To get ready for the call you dig out the letter you received saying they have been put on notice of your claim. The letter has a claim number and an adjuster's name with his phone number at the bottom. You dial the number thinking this will be a pleasant discussion where the adjuster will quickly realize you are an honest person who knows very little about claims work or the law and they will then treat you fairly. Of course you've never done this before so you aren't really sure what he will ask you. And you think, "Just tell the truth."
The first thing he says to you after hello is about a recorded statement. You hear those words and realize whoops, I have no clue about whether or not I have to give a "recorded statement". And you think, what if I say something wrong? What then?

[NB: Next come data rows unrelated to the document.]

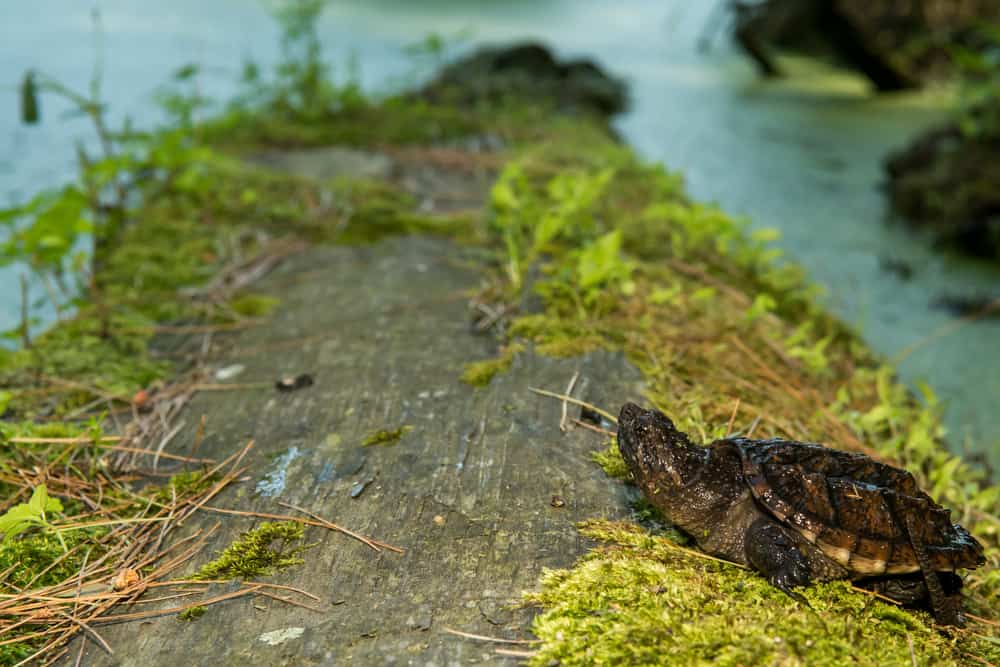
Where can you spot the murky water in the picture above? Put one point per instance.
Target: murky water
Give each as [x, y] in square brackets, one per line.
[803, 155]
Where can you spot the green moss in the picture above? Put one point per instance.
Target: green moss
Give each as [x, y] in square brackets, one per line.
[192, 613]
[270, 547]
[724, 334]
[395, 121]
[385, 436]
[611, 461]
[25, 556]
[480, 373]
[642, 599]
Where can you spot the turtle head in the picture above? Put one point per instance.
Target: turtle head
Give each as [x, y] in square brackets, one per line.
[654, 450]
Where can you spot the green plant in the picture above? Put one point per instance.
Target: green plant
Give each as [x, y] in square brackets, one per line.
[979, 95]
[261, 551]
[23, 516]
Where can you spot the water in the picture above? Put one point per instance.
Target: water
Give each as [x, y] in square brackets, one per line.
[801, 155]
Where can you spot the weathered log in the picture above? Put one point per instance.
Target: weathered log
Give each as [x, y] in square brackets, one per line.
[468, 492]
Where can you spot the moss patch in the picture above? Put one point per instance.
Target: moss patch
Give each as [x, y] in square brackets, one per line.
[641, 599]
[266, 549]
[727, 336]
[385, 436]
[479, 373]
[192, 613]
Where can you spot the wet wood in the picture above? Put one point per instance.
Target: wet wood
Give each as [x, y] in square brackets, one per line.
[467, 492]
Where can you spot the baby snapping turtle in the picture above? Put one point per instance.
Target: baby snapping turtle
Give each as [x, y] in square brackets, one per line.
[799, 513]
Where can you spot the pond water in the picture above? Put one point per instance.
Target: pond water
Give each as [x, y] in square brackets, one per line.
[801, 155]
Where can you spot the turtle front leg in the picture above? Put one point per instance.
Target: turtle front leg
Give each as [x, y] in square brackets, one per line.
[775, 552]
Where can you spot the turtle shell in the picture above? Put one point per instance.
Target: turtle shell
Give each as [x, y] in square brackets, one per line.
[863, 514]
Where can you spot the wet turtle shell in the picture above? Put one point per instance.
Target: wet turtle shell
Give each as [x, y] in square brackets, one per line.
[864, 515]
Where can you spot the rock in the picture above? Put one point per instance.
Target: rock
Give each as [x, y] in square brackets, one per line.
[896, 45]
[946, 181]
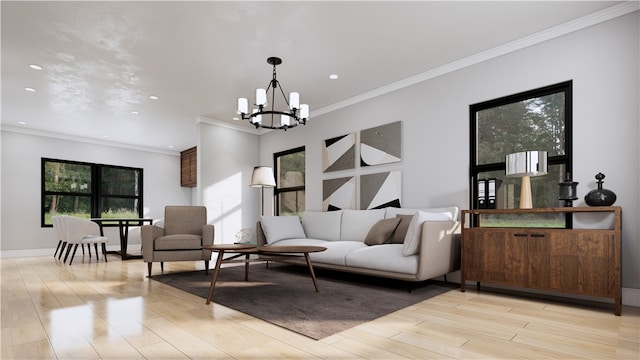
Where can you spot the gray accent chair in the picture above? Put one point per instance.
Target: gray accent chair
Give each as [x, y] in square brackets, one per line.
[184, 233]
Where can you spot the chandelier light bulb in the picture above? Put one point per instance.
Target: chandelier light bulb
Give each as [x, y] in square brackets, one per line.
[285, 120]
[304, 111]
[243, 106]
[294, 101]
[261, 97]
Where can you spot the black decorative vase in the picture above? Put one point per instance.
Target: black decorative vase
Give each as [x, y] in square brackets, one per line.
[600, 196]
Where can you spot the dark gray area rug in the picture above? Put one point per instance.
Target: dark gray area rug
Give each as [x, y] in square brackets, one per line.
[284, 295]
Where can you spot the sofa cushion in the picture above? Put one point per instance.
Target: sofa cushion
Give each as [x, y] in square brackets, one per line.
[412, 239]
[323, 225]
[356, 223]
[401, 230]
[382, 231]
[453, 211]
[277, 228]
[178, 242]
[386, 257]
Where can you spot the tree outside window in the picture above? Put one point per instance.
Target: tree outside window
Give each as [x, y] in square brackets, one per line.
[539, 119]
[290, 181]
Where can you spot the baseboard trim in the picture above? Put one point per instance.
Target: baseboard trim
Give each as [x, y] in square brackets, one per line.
[6, 254]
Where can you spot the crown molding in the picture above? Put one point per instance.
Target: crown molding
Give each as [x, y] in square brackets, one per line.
[519, 44]
[239, 126]
[82, 139]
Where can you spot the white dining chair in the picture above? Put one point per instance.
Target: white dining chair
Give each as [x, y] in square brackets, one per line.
[80, 232]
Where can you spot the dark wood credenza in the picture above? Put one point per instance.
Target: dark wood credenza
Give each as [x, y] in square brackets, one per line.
[577, 261]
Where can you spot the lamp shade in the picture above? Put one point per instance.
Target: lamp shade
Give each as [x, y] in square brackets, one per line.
[526, 163]
[262, 177]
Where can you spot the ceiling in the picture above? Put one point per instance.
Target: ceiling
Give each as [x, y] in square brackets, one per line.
[102, 60]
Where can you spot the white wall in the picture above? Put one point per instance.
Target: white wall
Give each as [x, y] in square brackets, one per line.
[226, 158]
[21, 187]
[601, 60]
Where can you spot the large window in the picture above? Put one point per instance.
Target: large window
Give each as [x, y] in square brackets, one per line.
[89, 190]
[539, 119]
[290, 175]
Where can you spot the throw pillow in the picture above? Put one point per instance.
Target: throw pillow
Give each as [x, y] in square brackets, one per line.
[278, 228]
[401, 230]
[414, 232]
[381, 231]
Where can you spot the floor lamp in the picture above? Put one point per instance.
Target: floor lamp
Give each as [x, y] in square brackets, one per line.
[526, 164]
[262, 177]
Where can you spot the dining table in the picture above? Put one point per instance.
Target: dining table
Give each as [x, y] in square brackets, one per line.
[123, 225]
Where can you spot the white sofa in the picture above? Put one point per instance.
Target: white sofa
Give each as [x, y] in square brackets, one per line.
[430, 248]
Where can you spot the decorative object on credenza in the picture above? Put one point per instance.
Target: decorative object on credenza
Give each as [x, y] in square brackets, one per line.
[567, 191]
[600, 196]
[380, 190]
[338, 194]
[339, 153]
[262, 177]
[381, 144]
[270, 117]
[524, 165]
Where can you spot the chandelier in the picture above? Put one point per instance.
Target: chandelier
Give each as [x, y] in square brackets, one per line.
[268, 117]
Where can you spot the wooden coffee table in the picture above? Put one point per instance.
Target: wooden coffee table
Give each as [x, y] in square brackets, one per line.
[280, 252]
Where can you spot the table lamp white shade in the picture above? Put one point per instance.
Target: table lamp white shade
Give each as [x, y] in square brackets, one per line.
[524, 165]
[262, 177]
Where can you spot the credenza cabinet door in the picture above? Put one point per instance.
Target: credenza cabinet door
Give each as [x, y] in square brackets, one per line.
[497, 256]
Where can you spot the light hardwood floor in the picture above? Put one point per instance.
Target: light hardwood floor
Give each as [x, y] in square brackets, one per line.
[112, 311]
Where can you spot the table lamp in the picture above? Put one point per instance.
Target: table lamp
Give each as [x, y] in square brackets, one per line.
[524, 165]
[262, 177]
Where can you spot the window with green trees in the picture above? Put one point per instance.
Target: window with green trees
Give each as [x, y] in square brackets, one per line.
[534, 120]
[89, 190]
[290, 181]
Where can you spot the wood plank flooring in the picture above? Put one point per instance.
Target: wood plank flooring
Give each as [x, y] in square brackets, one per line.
[112, 311]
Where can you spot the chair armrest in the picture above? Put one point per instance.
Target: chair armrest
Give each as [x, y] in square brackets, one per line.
[261, 240]
[148, 233]
[208, 232]
[439, 249]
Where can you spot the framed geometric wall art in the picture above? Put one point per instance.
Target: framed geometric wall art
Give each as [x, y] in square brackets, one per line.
[381, 144]
[380, 190]
[338, 194]
[339, 153]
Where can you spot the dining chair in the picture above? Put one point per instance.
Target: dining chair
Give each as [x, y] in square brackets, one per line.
[80, 232]
[60, 233]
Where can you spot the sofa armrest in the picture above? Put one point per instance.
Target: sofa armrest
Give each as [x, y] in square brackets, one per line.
[148, 233]
[208, 233]
[439, 249]
[261, 240]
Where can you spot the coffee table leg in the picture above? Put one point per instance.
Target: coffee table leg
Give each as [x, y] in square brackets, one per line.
[246, 267]
[313, 275]
[214, 278]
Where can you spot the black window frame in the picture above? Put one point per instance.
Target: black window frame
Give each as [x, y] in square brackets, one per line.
[565, 159]
[277, 190]
[96, 194]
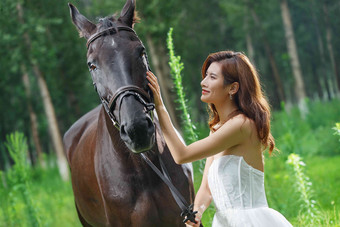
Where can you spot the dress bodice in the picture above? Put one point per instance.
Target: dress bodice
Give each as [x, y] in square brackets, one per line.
[234, 184]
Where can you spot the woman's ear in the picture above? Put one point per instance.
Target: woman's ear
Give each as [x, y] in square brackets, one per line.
[234, 88]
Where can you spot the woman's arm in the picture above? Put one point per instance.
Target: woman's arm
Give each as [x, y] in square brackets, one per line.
[230, 134]
[203, 197]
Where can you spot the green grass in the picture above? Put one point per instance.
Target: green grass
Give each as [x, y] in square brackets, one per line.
[52, 198]
[313, 140]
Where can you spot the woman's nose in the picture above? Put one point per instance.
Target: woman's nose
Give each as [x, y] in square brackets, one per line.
[203, 82]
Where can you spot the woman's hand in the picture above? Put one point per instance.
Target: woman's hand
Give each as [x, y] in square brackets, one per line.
[197, 219]
[154, 86]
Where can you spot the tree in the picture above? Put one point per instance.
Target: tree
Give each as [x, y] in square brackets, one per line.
[48, 106]
[294, 59]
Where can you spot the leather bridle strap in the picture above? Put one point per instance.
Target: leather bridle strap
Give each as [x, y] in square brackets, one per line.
[187, 211]
[125, 89]
[109, 31]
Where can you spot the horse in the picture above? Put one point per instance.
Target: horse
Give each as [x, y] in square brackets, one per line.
[112, 184]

This happens every day so rest assured you are not the first person to be wondering about how to handle it. Let us look at the scenario.
First, a recorded statement does not have to be immediately given before you have had an opportunity to speak with your attorney. Giving a statement right then is not required and if you are placed in this position you should politely decline until you speak with an attorney. There is nothing to "hide", there is everything to be advised about before you go an put your foot in your mouth. This is exactly what the adjusters want you to do.
I want you to see the trick they use to deny you an opportunity to understand the claims process or your legal rights before they conduct the interview. This next example happens at least one hundred times a year in my practice. So follow it carefully; it is not complicated.
The clients tell me the adjuster will say, "If you won’t give me a recorded statement you must be hiding something." The client feeling embarrassed believes his giving a statement, right then, is required and he having nothing to hide, thinks so why shouldn't I? First, a recorded statement right then is not required and if you are put in this position you should politely decline until you speak with an attorney.
This is a technique insurance adjusters use to embarrass you into giving a statement before consulting with a lawyer. Trust me when I say insurance adjuster consult with an attorney when they themselves have a personal injury claim. The CEO of every major insurance company has a cadre of lawyers to give them advice in their personal lives. You have that same right. So, decline their invitation until you have time to speak with a lawyer. No one has to give a statement immediately and certainly not before receiving legal advice.